Lots of the surgeons skilled throughout Dr. Lengthy’s tenure at Johns Hopkins had been employed as full professors, as leaders of neurosurgery departments at hospitals and universities, and as heads {of professional} associations.
“Neurosurgeons in all places stand on his shoulders,” Dr. Connolly mentioned.
Donlin Martin Lengthy Jr. was born on April 14, 1934, in Rolla, Mo., within the southwest Ozarks. He was a descendant of New England Quakers, one in all whom, in response to a Johns Hopkins biography, had blazed a path by means of the Cumberland Hole within the Appalachians alongside Daniel Boone. His father, Donlin Sr., was a chemist for the state well being division. His mom, Davine (Johnson) Lengthy, was a instructor.
Raised in Jefferson Metropolis, Mo., Dr. Lengthy earned undergraduate and medical levels, in 1955 and 1959, from the College of Missouri. He acquired a doctorate in neuroanatomy in 1964 from the College of Minnesota, the place he had deliberate to turn out to be a cardiac surgeon earlier than altering course and specializing in neurosurgery, impressed by the work of Dr. Lyle A. French in that subject.

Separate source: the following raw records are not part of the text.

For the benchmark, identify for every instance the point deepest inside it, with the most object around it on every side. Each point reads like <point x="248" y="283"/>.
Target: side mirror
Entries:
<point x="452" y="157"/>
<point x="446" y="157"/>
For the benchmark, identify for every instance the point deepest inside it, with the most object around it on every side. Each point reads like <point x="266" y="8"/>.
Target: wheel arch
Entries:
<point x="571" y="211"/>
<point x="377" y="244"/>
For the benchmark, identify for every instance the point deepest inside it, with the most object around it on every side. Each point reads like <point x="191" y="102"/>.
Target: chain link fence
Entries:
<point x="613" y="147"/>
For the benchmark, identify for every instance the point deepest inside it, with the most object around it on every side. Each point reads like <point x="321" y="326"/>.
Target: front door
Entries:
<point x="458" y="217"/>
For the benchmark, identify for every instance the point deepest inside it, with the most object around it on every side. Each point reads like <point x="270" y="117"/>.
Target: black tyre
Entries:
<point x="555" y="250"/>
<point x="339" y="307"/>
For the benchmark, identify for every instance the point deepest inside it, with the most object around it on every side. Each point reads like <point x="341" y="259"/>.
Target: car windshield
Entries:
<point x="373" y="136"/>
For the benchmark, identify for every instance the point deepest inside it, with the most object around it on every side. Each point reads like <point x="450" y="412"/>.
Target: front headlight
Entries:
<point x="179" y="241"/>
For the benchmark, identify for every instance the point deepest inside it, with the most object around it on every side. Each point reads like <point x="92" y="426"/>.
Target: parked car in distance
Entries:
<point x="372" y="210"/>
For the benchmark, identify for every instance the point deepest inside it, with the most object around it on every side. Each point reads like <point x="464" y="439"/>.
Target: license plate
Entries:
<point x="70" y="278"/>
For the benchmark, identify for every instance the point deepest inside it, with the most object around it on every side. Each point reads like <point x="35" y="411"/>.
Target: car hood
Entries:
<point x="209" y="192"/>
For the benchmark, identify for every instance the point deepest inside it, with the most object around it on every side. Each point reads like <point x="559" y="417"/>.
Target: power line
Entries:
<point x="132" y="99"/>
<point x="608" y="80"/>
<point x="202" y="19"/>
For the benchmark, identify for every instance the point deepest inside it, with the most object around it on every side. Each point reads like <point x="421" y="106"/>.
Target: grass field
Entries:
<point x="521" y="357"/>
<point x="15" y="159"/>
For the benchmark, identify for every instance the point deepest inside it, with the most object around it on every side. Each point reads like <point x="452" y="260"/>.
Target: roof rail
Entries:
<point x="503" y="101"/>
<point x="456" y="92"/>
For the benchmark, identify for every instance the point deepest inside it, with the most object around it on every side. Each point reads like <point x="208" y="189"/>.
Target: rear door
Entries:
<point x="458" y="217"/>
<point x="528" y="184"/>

As residents at Minnesota, he and Joseph Galicich performed analysis that led to using steroids to cut back postoperative mind swelling.
Dr. Lengthy advised The New York Times in 1987 that “power ache is the weakest space of recent medication and the least properly managed of any criticism or illness.”
He’s survived by his spouse, Harriett (Kallenbach) Lengthy; one other daughter, Elisabeth Service provider Lengthy; a son, David; and 4 grandchildren. His three youngsters have all taught or labored as directors at Johns Hopkins.
Remembered for his equanimity, his position as a mentor and his can-do ardour, Dr. Lengthy typically advised his youngsters and grandchildren, “There isn’t any strive, solely did and didn’t.”
Bernard Mokam contributed reporting.